Les creux d’hypovigilance durent à peu près 5 à 10 minutes. Pendant ce temps-là, faites une pause et évitez les activités à risque (manipulation d’outils, conduite d’engins…). Le manque de vigilance augmente votre risque d’erreurs et vous expose à des risques d’accidents. Il vaut mieux passer à des tâches automatiques et moins accidentogènes. Si vous le pouvez, reposez-vous : vous pouvez même faire une petite sieste de quelques minutes pour retrouver de l’énergie si l’environnement le permet.

Si votre environnement ne vous permet pas de faire une sieste et que vous avez besoin de continuer à travailler, prenez un instant pour travailler votre respiration. Vous pouvez par exemple pratiquer la dynamisation psychocorporelle (ou dynamisation psycho-physiologique) qui vous aidera à gagner momentanément en vigilance lorsque vous ne pouvez pas faire de pause et que vous sentez un pic de somnolence arriver. Cet exercice est issu des techniques d’optimisation du potentiel (TOP), ensemble de techniques nées dans le monde militaire et ayant pour objectif l’amélioration de son fonctionnement psycho-physiologique. Voici un exemple de vidéo qui montre comment pratiquer la dynamisation psychocorporelle.

Tournez-vous vers des professionnels si besoin d’aide

Si vous connaissez des troubles du sommeil fréquemment ou des insomnies en raison de votre travail de nuit, vous pouvez faire appel à des professionnels. Des solutions naturelles existent : homéopathie, méditation, relaxation, phytothérapie, ect. A vous de trouver celle qui vous convient le mieux.

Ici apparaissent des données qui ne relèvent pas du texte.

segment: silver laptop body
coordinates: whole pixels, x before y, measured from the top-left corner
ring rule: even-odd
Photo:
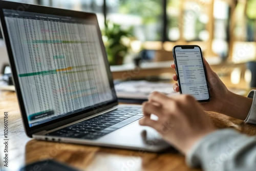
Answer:
[[[0,17],[29,137],[152,152],[169,147],[139,125],[140,105],[118,105],[95,14],[1,1]]]

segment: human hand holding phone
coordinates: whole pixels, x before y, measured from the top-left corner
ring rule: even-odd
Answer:
[[[211,99],[202,50],[197,45],[176,45],[173,48],[180,93],[193,96],[199,102]]]
[[[208,103],[201,104],[203,109],[245,120],[250,110],[252,100],[229,91],[204,58],[204,61],[211,99]],[[175,65],[172,65],[171,68],[175,69]],[[177,74],[173,75],[173,79],[178,81]],[[173,88],[175,91],[180,91],[177,83],[174,85]]]
[[[227,97],[228,90],[226,86],[220,79],[218,75],[211,70],[210,65],[204,58],[204,64],[206,70],[210,94],[211,95],[211,101],[208,103],[202,103],[204,110],[207,111],[215,111],[218,113],[222,113],[223,106],[223,99]],[[175,65],[171,66],[172,68],[175,69]],[[173,79],[176,81],[178,81],[178,77],[176,74],[173,76]],[[179,92],[180,88],[178,83],[174,84],[173,87],[175,91]]]

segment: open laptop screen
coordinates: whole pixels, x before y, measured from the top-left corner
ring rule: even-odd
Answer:
[[[3,12],[30,127],[113,100],[91,21]]]

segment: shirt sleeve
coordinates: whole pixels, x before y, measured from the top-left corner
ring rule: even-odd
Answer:
[[[215,131],[193,147],[186,162],[207,171],[255,170],[256,137],[230,129]]]
[[[256,90],[252,90],[248,95],[248,97],[253,99],[252,104],[249,114],[244,120],[248,123],[256,124]]]

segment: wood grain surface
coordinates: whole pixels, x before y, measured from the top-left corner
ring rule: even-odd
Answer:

Avant d’envisager la prise d’un médicament, consultez toujours votre médecin pour vous assurer que le produit vous convient. Il pourra aussi vous conseiller sur les options disponibles.

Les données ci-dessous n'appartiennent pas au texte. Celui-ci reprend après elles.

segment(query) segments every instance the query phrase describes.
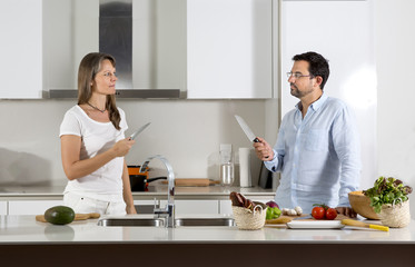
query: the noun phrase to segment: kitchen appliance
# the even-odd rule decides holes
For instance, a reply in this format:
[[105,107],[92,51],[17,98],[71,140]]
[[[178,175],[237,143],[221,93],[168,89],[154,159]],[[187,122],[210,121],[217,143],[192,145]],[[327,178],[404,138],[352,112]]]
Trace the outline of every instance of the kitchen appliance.
[[141,166],[130,165],[128,175],[130,177],[131,191],[148,191],[148,184],[155,180],[167,179],[167,177],[148,178],[148,167],[145,172],[140,172]]
[[245,122],[245,120],[237,115],[235,115],[235,118],[238,121],[240,128],[243,128],[245,135],[248,137],[249,141],[259,142],[258,138],[254,135],[254,132],[250,130],[249,126]]
[[250,148],[239,148],[239,184],[240,187],[251,187]]
[[219,177],[223,186],[231,186],[235,179],[233,145],[220,144],[220,168]]
[[167,179],[167,177],[147,178],[147,175],[130,175],[131,191],[148,191],[148,184],[160,179]]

Enfin, votre entreprise peut vous aider à mieux vivre le travail de nuit ou en horaires atypiques. Pour ce faire, des formations et ateliers autour du travail de nuit et du sommeil existent et peuvent être mis en place en entreprise.

Conclusion

Le travail de nuit désynchronise les rythmes circadiens, naturels pour l’être humain et peut provoquer ainsi des troubles du sommeil. Ainsi, il peut avoir des répercussions sur la santé à long terme. Pour mieux le vivre, nous vous conseillons en résumé d’adopter de saines habitudes de vie, soit de pratiquer une activité physique régulière, de bien manger et de maintenir un poids santé, de sortir et vous aérer pour avoir un apport de vitamine D suffisant, d’éviter la cigarette et l’alcool en excès, de pratiquer la sieste et de faire des exercices de respiration.